Qu’est-ce à dire ? Que toute erreur est en réalité appréciée in abstracto, à l’aune d’un humain raisonnable et rationnel qui vérifierait toute interrogation juridique auprès de la seule administration apte à se prononcer. En dehors de cette configuration, à tout le moins abstraite sinon virtuelle [6], point de salut du côté de l’erreur.

En décembre 2020, la Ligue des droits de l’Homme (la LDH) publiait d’ailleurs sur son site internet un article intitulé « Déplacement dérogatoire : verbalisation et contestation » [en ligne] dans lequel elle abordait notamment les motifs susceptibles d’être invoqués pour contester une contravention. Aux côtés de l’irrégularité des avis de contravention, on y trouvait la violation du principe de légalité, la force majeure ou l’erreur de droit. La LDH définissait l’erreur de droit invincible comme étant « celle commise par une personne qui est dans l’impossibilité absolue de l’éviter malgré la recherche d’informations ». Dans le cas d’espèce on peut imaginer qu’il eût fallu davantage documenter les difficultés éprouvées par la prévenue pour accéder à une source d’information claire et intelligible sur les modalités d’utilisation de l’attestation.
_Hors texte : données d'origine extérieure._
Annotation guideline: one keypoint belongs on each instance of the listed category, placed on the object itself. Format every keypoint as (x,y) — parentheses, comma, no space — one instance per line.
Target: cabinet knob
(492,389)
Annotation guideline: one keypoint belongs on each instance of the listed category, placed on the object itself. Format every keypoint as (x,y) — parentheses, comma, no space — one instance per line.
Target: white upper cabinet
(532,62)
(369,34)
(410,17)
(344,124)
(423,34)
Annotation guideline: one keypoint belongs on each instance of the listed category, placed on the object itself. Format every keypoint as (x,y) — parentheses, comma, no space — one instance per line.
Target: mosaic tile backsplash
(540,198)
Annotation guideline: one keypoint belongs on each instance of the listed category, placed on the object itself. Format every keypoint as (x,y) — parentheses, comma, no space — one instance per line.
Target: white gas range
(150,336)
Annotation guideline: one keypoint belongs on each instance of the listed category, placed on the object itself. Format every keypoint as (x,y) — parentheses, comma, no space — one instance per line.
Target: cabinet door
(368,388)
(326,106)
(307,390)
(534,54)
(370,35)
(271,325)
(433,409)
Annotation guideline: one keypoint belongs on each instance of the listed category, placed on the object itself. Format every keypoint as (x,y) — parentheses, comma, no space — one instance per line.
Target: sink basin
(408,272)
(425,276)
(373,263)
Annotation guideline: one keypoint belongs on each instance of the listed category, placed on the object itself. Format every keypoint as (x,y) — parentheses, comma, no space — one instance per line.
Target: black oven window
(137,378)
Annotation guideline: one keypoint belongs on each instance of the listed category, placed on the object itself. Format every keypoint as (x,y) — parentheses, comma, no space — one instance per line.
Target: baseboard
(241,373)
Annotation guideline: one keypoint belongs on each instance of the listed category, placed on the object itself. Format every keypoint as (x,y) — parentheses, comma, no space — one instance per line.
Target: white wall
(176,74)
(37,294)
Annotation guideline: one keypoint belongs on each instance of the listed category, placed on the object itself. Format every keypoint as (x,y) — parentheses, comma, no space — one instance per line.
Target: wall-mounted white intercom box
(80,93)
De minimis non curat praetor. On sait gré à la Cour de cassation d’avoir rappelé la rigueur avec laquelle la loi d’airain doit en toutes circonstances être appliquée. Le décret n° 2020-264, du 17 mars 2020 (N° Lexbase : L5116LWE), en son article 1er, avait fait du comportement ici reproché une contravention de la quatrième classe. La sortie sans attestation était donc punie, conformément à l’article 131-13 du Code pénal (N° Lexbase : L0781G8G), de 750 euros d’amende. L’amende forfaitaire, prévue par l’article 2 du décret, était en réalité d’un montant de 135 euros en vertu de l’article R. 49, 5° CPP (N° Lexbase : L5977LWB). La poursuite, le pourvoi et la cassation ne sauraient dès lors être justifiés par l’enjeu économique. C’est bel et bien du côté des principes que tout se joue ici.
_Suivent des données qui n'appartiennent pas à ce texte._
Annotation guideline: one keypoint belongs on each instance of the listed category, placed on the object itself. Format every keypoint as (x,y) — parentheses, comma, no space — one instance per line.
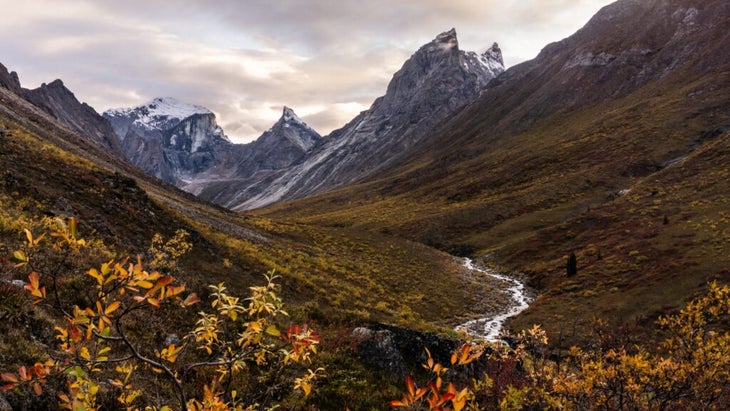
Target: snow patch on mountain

Dura lex sed lex. Il y avait tout lieu de rappeler le dogme sur lequel est assis le droit pénal, et que la maxime nemo censetur ignorare legem ramasse avec un don certain pour la litote : nul ne peut se prévaloir de sa propre ignorance, fût-ce à 75 ans, affaibli, au début d’un confinement et d’une pandémie aux allures de fin du monde, et en compagnie de son mari lui-même porteur de ladite attestation.

Pour achever de se convaincre que la rigueur juridique est incontestablement la plus puissante des armes pour solidifier l’État de droit et la cohérence de son ordonnancement, rappelons que le fait de sortir sans attestation n’emportait aucun risque pour la société si l’individu contrôlé était sain. Et qu’à l’inverse, sortir avec le précieux sésame, mais malade, ne faisait encourir aucune sanction quand bien même cela exposait autrui à une éventuelle contamination.

Qu’on se rassure : les principes en ressortent ragaillardis, fût-ce au détriment de l’honneur et de la cohérence. Qui, si ce n’est un esprit pernicieux, s’en plaindrait ?

Pour aller plus loin : J.-B.  Thierry, ÉTUDE :  Les causes d’irresponsabilité ou d’atténuation de la responsabilité pénale, l’erreur de droit, in Droit pénal général (dir. J.-B. Perrier), Lexbase (N° Lexbase : E1559GAY).

 

[1] Cass. crim., 2 juin 2021, n° 20-84.970 (N° Lexbase : A23984UD).

[2] V. Jérôme Leborne, L'erreur de droit invincible et insensible, AJ pénal, juillet août 2021, n° 366.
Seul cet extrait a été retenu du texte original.